La administración del presidente Donald Trump ha tomado una decisión drástica al suspender el procesamiento de visados de inmigrante para ciudadanos de 75 países, incluyendo naciones latinoamericanas como Brasil y Colombia, así como potencias como Rusia e Irán. Un portavoz del Departamento de Estado confirmó que esta pausa comenzará el 21 de enero y se mantendrá de forma indefinida mientras se revisan los procedimientos de verificación.
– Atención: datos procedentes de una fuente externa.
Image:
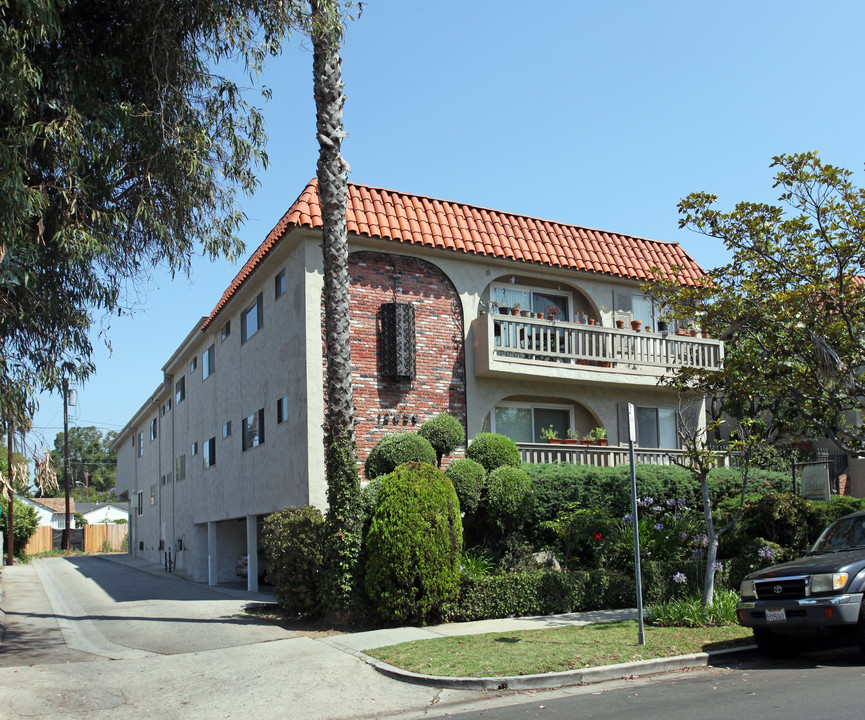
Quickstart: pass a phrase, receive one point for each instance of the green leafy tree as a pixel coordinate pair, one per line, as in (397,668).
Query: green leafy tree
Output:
(92,462)
(790,304)
(122,148)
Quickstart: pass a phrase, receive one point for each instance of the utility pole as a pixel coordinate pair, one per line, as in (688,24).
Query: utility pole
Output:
(10,537)
(66,530)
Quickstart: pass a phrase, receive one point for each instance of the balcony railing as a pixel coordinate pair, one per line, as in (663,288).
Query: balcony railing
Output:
(595,455)
(507,339)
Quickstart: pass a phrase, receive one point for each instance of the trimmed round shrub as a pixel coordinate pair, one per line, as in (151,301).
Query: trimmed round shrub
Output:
(414,545)
(468,478)
(493,450)
(395,449)
(445,433)
(293,542)
(509,492)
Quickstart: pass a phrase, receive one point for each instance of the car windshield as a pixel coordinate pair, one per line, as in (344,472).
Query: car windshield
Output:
(844,534)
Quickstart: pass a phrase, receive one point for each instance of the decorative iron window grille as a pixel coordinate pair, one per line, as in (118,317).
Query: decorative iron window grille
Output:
(397,340)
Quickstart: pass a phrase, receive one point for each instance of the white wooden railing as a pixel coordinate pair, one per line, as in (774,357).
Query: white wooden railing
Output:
(516,339)
(595,455)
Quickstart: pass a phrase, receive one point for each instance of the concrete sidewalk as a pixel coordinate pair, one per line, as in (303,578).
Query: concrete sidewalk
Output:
(355,644)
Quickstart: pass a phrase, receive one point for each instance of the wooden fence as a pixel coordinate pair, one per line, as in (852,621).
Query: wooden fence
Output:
(97,538)
(104,538)
(40,541)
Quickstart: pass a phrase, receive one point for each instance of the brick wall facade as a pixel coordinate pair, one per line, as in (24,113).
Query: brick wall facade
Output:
(386,404)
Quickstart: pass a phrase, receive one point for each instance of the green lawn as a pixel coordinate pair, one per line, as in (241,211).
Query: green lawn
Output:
(531,652)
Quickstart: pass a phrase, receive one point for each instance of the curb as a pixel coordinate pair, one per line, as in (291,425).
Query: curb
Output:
(2,613)
(547,681)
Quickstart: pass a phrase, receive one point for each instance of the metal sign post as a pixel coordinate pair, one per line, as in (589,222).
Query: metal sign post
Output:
(632,437)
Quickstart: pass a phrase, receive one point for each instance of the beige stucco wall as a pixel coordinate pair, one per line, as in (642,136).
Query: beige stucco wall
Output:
(285,358)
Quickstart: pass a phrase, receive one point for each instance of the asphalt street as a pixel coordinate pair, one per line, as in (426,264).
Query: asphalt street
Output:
(88,636)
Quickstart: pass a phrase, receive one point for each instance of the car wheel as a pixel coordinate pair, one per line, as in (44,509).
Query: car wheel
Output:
(776,646)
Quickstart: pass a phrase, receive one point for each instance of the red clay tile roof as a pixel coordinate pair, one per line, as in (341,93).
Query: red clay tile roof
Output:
(56,505)
(389,215)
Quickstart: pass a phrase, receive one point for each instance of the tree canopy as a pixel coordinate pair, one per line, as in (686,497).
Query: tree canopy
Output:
(790,303)
(92,463)
(122,148)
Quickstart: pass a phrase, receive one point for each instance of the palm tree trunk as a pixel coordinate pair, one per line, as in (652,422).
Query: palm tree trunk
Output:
(343,483)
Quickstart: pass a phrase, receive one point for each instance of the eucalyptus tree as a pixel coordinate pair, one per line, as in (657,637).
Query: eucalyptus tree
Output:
(122,148)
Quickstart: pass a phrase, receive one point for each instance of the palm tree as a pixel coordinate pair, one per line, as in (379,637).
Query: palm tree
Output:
(343,482)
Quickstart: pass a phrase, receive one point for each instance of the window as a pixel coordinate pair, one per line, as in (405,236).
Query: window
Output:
(251,320)
(638,305)
(282,409)
(253,430)
(656,427)
(531,299)
(522,422)
(208,362)
(279,284)
(208,453)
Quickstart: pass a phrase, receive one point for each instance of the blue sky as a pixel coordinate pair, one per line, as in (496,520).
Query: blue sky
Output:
(595,114)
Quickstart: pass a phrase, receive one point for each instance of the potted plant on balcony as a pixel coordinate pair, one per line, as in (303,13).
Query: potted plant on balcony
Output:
(550,435)
(599,435)
(552,312)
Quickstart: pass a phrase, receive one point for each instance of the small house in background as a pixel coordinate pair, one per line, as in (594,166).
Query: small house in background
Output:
(51,511)
(103,513)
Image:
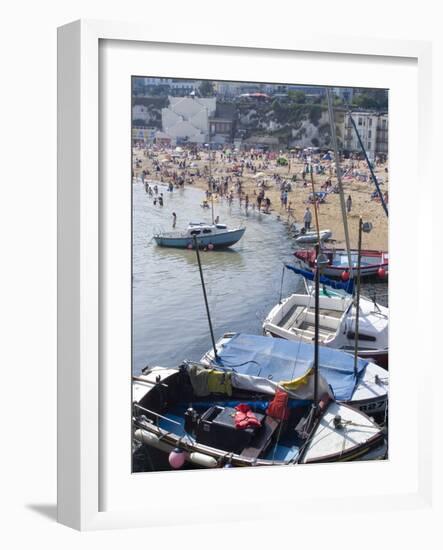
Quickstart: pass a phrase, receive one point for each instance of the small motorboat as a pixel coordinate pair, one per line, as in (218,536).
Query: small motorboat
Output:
(208,235)
(373,262)
(307,237)
(203,415)
(275,360)
(293,319)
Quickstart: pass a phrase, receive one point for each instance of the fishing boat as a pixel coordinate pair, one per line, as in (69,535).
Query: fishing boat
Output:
(274,360)
(293,319)
(195,412)
(305,237)
(208,235)
(373,262)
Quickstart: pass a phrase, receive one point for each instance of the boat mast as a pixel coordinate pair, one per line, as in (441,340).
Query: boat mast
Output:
(340,185)
(357,301)
(205,297)
(374,179)
(211,183)
(317,324)
(311,169)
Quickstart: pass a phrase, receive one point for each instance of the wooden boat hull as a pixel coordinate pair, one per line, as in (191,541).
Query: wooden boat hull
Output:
(219,240)
(372,261)
(358,437)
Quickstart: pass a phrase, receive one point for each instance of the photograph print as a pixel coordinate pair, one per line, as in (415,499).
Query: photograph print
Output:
(259,274)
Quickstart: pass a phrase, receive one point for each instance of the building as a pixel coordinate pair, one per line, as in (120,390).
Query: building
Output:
(222,124)
(186,119)
(345,94)
(171,86)
(373,129)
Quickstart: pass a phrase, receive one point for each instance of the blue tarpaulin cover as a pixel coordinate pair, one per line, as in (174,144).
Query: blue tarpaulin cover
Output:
(283,360)
(347,286)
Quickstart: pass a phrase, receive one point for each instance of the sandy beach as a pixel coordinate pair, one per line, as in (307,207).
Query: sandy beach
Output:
(169,166)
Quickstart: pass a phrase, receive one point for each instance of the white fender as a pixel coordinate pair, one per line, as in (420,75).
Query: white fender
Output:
(203,460)
(152,440)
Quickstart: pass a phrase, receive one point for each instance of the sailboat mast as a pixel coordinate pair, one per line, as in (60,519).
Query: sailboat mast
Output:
(374,178)
(357,301)
(338,170)
(317,324)
(212,184)
(205,297)
(315,203)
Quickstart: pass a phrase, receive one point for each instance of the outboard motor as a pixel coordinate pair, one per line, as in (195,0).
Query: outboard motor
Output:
(191,420)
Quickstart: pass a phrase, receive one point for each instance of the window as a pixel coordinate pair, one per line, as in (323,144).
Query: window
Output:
(361,336)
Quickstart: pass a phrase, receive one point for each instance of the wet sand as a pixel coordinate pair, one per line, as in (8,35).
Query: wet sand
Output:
(329,212)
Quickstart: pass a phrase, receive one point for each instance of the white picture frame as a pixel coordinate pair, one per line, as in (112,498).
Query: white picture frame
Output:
(82,394)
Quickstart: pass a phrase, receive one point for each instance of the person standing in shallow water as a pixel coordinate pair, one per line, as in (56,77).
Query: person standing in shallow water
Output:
(307,218)
(348,204)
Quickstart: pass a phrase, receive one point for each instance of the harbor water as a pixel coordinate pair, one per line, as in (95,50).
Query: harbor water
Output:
(242,283)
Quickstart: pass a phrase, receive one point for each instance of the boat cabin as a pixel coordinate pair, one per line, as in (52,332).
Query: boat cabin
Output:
(205,229)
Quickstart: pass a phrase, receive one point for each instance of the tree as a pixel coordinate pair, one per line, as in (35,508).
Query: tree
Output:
(206,88)
(297,96)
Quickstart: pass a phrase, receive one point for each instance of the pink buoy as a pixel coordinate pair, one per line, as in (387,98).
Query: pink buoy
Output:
(177,458)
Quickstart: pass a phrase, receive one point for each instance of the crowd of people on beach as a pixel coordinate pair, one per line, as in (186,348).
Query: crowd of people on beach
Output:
(251,177)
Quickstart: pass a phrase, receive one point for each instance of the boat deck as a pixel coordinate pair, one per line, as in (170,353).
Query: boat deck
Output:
(299,318)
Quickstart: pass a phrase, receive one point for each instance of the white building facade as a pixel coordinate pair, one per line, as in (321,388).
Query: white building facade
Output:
(373,128)
(186,119)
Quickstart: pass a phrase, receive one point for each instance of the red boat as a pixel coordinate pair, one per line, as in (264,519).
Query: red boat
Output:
(373,262)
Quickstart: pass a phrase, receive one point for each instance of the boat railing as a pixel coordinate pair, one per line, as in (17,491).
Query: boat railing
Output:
(157,415)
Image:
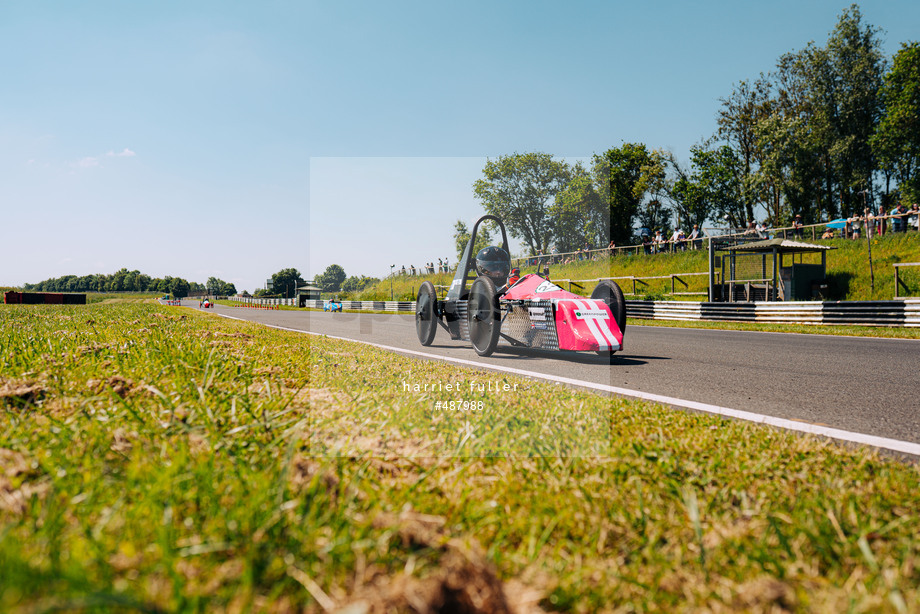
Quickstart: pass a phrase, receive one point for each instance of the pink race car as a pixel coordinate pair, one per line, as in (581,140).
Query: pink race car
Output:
(527,312)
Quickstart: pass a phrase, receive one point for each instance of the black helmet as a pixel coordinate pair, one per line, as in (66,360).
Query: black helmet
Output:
(493,262)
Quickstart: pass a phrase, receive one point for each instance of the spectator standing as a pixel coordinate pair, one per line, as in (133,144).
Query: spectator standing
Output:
(657,242)
(899,219)
(696,241)
(675,239)
(797,230)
Por el momento, los visados de no inmigrante, que permiten estancias temporales, no se verán afectados.
Este movimiento ha generado preocupación en muchos sectores, dado que los visados de inmigrante son fundamentales para quienes desean residir de manera permanente en Estados Unidos. Trump ha justificado la medida apelando a la necesidad de evitar la entrada de extranjeros que, a su juicio, podrían depender de la asistencia social y otros beneficios públicos, lo que ha sido una constante en su discurso sobre inmigración.
La política reciente del Gobierno también incluye directrices que permiten a los funcionarios consulares rechazar visados basándose en diversos factores como la salud, la edad, el dominio del inglés y la situación financiera de los solicitantes. Estas medidas están generando un ambiente incierto y tenso para millones de personas que aspiran a un futuro en Estados Unidos.